India's Rishabh Pant during a training session ahead of the second Test cricket match between India and South Africa, at Barsapara Cricket Stadium in Guwahati.
Credit: PTI Photo
Guwahati: The Eden Gardens pitch for the opening Test between India and South Africa became a major talking point after former India captain and Cricket Association of Bengal chief Saurav Ganguly revealed that it had been left unwatered for four days.
The lack of moisture caused the surface to dry rapidly and behave unpredictably. Balls kicked off from a length, others kept low and spinners extracted far more turn than expected. Against that backdrop, the sight of the centre square being watered on Thursday afternoon at the Assam Cricket Association Stadium, nearly two days before the second Test, offered a sense of relief.
Yet, that reassuring sight guarantees nothing. Pitch preparation is a game of educated guesses as extraneous factors have a major influence on how it will behave. Always at the mercy of weather, local geography and the nature of the soil, a curator can never promise a pitch that mirrors the exact expectations of teams or coaches.
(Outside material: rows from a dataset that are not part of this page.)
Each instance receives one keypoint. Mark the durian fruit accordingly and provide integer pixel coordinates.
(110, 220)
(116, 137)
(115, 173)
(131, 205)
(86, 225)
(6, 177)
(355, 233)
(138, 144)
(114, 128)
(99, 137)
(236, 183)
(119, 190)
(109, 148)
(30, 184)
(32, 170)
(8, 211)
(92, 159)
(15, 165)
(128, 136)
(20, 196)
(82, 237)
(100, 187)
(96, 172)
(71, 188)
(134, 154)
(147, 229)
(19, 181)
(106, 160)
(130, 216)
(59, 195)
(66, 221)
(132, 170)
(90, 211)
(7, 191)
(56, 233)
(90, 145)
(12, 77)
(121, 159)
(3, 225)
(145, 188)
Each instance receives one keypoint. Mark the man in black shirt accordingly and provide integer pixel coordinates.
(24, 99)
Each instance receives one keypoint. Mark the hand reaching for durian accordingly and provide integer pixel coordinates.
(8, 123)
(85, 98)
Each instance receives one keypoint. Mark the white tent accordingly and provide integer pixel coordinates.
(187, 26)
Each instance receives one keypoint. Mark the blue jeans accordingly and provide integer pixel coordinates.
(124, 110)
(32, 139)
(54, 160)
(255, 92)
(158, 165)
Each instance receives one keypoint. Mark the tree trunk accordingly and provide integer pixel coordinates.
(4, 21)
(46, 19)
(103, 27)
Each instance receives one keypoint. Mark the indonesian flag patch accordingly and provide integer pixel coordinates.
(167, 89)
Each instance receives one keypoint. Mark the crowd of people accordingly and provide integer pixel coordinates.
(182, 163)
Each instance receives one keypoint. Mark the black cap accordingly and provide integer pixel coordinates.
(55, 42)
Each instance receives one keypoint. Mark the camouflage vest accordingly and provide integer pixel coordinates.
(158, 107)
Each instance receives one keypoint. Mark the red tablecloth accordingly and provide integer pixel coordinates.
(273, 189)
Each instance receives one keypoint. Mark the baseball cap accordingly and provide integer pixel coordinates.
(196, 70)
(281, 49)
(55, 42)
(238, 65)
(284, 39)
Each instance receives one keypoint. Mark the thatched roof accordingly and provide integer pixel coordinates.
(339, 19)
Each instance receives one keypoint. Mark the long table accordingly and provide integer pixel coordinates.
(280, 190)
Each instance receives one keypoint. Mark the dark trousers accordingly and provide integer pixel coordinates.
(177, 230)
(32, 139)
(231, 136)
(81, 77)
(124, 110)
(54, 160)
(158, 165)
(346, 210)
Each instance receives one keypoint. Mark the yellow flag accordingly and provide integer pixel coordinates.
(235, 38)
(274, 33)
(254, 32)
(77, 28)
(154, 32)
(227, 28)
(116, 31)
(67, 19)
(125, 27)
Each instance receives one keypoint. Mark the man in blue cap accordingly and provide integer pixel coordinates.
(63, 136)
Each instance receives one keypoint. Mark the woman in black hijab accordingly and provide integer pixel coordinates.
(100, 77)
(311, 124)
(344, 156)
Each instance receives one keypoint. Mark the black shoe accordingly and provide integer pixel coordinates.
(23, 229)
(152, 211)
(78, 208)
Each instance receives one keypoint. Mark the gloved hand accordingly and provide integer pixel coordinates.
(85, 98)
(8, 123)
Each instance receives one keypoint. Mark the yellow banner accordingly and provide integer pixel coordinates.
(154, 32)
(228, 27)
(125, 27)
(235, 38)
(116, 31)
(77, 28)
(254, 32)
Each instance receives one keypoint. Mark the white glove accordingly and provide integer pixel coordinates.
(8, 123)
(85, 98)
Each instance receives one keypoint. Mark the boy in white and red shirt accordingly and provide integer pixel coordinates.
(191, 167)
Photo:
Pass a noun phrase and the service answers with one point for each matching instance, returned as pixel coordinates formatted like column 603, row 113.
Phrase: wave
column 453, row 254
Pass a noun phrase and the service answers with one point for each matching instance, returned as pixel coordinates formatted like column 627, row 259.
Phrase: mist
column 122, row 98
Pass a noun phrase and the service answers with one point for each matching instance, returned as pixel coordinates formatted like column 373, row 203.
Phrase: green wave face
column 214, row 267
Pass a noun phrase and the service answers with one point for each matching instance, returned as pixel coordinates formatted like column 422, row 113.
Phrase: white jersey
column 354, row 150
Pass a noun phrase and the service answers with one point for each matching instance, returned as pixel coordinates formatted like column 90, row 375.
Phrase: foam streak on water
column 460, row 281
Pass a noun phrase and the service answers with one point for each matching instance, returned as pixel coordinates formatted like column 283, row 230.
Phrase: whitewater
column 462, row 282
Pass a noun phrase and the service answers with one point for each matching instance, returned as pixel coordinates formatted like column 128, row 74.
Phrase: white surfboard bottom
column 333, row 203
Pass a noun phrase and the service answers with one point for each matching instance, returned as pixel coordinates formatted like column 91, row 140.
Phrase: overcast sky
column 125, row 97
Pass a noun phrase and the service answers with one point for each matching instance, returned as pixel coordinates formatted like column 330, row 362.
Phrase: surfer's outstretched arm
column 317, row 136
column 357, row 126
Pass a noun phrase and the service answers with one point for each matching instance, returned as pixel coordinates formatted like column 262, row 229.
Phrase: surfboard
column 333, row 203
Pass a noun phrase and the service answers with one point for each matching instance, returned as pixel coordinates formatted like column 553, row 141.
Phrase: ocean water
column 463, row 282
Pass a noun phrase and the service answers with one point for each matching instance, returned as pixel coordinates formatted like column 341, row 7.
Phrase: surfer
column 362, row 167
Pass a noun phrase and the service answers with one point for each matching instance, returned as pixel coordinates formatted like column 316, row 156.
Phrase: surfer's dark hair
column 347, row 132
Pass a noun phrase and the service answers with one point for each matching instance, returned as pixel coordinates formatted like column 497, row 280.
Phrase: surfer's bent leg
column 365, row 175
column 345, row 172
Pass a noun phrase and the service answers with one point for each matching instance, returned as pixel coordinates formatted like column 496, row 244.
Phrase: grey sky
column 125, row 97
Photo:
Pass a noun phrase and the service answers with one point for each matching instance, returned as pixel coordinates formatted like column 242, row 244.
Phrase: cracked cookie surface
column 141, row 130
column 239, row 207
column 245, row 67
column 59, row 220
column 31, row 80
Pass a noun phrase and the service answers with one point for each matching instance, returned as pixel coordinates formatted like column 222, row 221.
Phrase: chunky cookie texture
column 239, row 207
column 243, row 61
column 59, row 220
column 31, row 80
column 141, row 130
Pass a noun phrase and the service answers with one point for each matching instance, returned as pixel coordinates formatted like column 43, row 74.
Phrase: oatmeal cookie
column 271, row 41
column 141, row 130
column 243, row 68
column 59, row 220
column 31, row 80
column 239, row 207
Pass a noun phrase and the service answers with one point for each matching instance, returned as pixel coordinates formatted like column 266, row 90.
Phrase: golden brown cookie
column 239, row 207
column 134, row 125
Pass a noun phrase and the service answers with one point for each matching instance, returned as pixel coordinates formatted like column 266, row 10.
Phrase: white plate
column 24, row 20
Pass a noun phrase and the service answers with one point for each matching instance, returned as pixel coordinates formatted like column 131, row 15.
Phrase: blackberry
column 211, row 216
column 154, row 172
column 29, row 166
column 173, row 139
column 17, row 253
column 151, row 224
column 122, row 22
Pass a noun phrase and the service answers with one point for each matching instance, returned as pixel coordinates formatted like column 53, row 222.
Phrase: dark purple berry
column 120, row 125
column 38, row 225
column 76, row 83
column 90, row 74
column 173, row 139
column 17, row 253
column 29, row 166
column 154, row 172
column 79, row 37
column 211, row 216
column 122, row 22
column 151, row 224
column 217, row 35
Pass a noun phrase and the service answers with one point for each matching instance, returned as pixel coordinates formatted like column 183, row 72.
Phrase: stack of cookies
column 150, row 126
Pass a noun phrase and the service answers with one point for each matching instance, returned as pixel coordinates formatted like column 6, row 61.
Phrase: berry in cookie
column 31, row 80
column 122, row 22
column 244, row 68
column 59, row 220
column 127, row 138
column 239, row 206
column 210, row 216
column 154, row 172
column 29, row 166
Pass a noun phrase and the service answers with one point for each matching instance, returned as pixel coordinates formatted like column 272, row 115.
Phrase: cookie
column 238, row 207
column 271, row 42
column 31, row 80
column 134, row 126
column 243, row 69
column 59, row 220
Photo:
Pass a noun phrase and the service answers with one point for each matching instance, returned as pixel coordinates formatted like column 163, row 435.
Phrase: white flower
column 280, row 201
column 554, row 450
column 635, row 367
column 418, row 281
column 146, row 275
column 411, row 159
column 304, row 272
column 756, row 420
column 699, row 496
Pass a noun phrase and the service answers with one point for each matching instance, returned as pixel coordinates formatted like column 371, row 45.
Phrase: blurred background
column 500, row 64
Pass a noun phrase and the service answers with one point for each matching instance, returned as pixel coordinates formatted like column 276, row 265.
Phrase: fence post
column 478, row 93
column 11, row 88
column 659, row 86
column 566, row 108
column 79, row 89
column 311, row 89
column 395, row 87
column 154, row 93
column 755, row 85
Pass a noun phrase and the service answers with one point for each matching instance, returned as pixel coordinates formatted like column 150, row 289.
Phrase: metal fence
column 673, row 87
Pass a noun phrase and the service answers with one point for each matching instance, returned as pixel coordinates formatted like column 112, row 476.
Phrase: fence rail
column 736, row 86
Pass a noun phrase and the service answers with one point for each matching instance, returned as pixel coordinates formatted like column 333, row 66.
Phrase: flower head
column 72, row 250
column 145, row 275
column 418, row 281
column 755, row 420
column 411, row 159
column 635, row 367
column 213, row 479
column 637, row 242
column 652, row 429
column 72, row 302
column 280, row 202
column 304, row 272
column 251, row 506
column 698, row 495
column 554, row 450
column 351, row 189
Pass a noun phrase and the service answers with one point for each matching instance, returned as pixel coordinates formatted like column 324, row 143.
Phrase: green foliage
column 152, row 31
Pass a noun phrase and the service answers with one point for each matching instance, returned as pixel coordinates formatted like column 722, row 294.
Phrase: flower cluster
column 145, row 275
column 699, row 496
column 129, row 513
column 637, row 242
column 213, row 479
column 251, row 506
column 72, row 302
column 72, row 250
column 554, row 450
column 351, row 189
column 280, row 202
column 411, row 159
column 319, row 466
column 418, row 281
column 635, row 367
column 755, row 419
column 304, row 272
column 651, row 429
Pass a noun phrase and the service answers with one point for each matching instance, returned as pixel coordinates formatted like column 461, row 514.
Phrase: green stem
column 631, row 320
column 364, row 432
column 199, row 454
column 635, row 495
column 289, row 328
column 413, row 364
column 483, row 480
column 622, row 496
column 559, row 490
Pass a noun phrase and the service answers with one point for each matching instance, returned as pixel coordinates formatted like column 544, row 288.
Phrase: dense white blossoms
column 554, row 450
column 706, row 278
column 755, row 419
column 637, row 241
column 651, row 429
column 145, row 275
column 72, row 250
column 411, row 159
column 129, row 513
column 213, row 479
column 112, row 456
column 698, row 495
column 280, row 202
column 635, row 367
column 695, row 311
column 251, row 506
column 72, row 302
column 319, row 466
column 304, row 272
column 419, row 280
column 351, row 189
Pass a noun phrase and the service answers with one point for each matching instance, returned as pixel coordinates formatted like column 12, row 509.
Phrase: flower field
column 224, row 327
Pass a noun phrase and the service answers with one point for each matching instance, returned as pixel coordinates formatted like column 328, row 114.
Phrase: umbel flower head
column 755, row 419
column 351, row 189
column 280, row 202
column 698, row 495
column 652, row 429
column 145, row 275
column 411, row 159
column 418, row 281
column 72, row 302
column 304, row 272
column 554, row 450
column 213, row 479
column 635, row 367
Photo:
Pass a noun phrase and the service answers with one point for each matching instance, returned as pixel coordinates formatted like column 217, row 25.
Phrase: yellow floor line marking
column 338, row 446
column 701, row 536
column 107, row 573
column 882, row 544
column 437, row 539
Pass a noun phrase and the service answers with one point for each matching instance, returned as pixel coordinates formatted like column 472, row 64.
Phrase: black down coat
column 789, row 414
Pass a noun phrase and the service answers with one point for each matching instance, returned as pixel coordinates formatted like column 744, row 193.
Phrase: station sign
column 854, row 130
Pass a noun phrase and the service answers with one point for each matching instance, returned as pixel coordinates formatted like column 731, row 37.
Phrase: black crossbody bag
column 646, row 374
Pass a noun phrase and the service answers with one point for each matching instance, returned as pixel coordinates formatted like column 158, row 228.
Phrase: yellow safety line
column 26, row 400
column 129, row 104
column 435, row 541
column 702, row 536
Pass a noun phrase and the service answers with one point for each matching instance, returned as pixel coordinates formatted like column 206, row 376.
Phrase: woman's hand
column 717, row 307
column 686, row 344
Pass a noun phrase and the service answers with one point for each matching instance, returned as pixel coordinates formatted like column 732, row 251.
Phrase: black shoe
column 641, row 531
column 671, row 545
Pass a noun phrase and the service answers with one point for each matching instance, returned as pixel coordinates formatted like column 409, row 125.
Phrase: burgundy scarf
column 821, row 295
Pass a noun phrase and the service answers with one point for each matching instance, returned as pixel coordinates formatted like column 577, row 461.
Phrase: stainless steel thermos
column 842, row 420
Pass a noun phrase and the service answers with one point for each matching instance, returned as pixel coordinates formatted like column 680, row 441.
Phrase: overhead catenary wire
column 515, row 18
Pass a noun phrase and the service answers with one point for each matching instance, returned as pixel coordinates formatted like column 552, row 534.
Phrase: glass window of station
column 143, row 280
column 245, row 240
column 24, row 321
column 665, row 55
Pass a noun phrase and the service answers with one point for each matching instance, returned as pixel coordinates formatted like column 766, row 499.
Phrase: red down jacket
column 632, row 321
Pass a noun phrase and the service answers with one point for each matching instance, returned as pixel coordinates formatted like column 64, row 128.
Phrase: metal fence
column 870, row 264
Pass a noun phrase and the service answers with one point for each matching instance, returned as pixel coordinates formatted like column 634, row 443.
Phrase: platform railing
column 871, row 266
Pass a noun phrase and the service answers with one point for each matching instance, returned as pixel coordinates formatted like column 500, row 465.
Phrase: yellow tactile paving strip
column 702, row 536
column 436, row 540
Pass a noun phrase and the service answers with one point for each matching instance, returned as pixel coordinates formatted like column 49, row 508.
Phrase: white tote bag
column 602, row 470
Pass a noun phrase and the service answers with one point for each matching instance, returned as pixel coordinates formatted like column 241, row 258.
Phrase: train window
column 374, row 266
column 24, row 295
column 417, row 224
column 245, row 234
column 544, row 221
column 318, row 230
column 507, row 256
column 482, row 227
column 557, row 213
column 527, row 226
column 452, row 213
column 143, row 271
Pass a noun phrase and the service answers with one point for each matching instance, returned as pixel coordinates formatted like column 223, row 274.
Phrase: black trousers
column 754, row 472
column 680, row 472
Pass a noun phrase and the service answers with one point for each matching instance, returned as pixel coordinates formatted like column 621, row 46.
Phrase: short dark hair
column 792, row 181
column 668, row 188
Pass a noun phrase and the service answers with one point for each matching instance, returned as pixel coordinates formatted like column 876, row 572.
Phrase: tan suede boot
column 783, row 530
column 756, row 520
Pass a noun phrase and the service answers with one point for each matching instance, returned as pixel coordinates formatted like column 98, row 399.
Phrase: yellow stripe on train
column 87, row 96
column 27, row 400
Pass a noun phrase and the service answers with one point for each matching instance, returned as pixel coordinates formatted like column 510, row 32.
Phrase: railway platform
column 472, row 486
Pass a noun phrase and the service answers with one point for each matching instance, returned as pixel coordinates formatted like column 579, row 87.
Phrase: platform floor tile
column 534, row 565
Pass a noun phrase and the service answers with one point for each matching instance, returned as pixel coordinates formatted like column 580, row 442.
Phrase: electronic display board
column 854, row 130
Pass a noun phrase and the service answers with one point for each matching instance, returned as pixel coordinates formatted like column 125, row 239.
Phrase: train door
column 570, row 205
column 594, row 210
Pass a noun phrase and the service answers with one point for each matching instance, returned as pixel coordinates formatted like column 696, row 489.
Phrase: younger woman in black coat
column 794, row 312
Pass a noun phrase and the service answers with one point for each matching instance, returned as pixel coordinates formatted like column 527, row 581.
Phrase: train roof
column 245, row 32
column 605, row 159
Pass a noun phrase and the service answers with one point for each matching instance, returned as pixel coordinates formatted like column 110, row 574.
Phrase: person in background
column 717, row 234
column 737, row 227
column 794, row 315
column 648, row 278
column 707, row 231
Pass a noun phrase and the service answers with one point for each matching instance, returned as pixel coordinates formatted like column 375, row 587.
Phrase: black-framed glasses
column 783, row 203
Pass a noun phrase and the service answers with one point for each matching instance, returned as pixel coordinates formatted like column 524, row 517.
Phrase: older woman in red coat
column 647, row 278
While making a pitch that suits the home team’s strength is neither unusual nor unethical, how far one can stretch that privilege is a debatable topic.
While the opponents can raise a bogey of unfairness if the pitch allies with the home team’s interests without adhering to the definition of an ideal pitch, the same team can be left red-faced if the visiting team comes out on top despite the not-so-ideal conditions for them.
The Indian test team has experienced this uncomfortable scenario more than once in the past year. The loss to South Africa in the first Test served as the most recent reminder, particularly because the pitch was believed to favour India. This raises a deeper question. Does spin still truly rank as India’s greatest strength? Visiting spinners have repeatedly outbowled their Indian counterparts, and touring batters, schooled on consistent diets of seam bowling, appear more composed against Indian spin.
So has India’s spin bowling, along with its batting against spin, declined enough to lose its status as the team’s defining advantage? The answer is both yes and no.
In the era of IPL and T20 cricket, batters have deserted the traditional sub-continental way of playing spin -- stepping out of the crease, not necessarily to whack the ball, but to smother spin. Use of feet, rather than staying rooted at the crease, doesn’t allow the spinner to bowl the lengths or lines consistently he wants to bowl. Similarly, spinners have become more defensive on largely batting tracks and a flood of white-ball cricket. The habits picked here, faster deliveries and flatter trajectories, are hard to unlearn in a tightly scheduled domestic and international calendar.
“The step-out game has reduced but some of the players, do it (still) but, there are very selective players, who prefer to do that,” said India’s batting coach Sitanshu Kotak on Thursday. “Footwork I mean, by judging the length, and playing front foot or back foot. Sometimes you see that, when turning track comes, people do get committed to front foot a lot more, and not going back or using the crease.”
That said India’s primary strength at home remains spin, but they can’t solely depend on it to deliver results. While rank-turners like the one at the Eden Gardens narrow the gap between a quality spinner and an ordinary one, batting becomes a lottery in a game of small margins.
India need not look beyond their home series against England which they won 4-1 on wickets most which lasted four to four and half days after losing the first Test in Hyderabad. In a series dominated by spinners, who claimed 123 scalps, pacers weren’t a mere a side show with 44 sticks. It wasn’t a bad series for batters either with one batter (Yashasvi Jaiswal) amassing 700-plus runs, three 400 or more and three 315 and more.
Although the team management insists it does not seek extreme surfaces, the best approach is to trust curators with the responsibility they understand best. Gentle guidance is acceptable, but excessive instructions can cause confusion and may lead to results like the one in Kolkata. Curators know how to create a good cricketing surface when given a free hand. There are no precise formulae for pitches that are ironically referred to as tailor-made. Deliver the message and allow the curator to do what he knows best.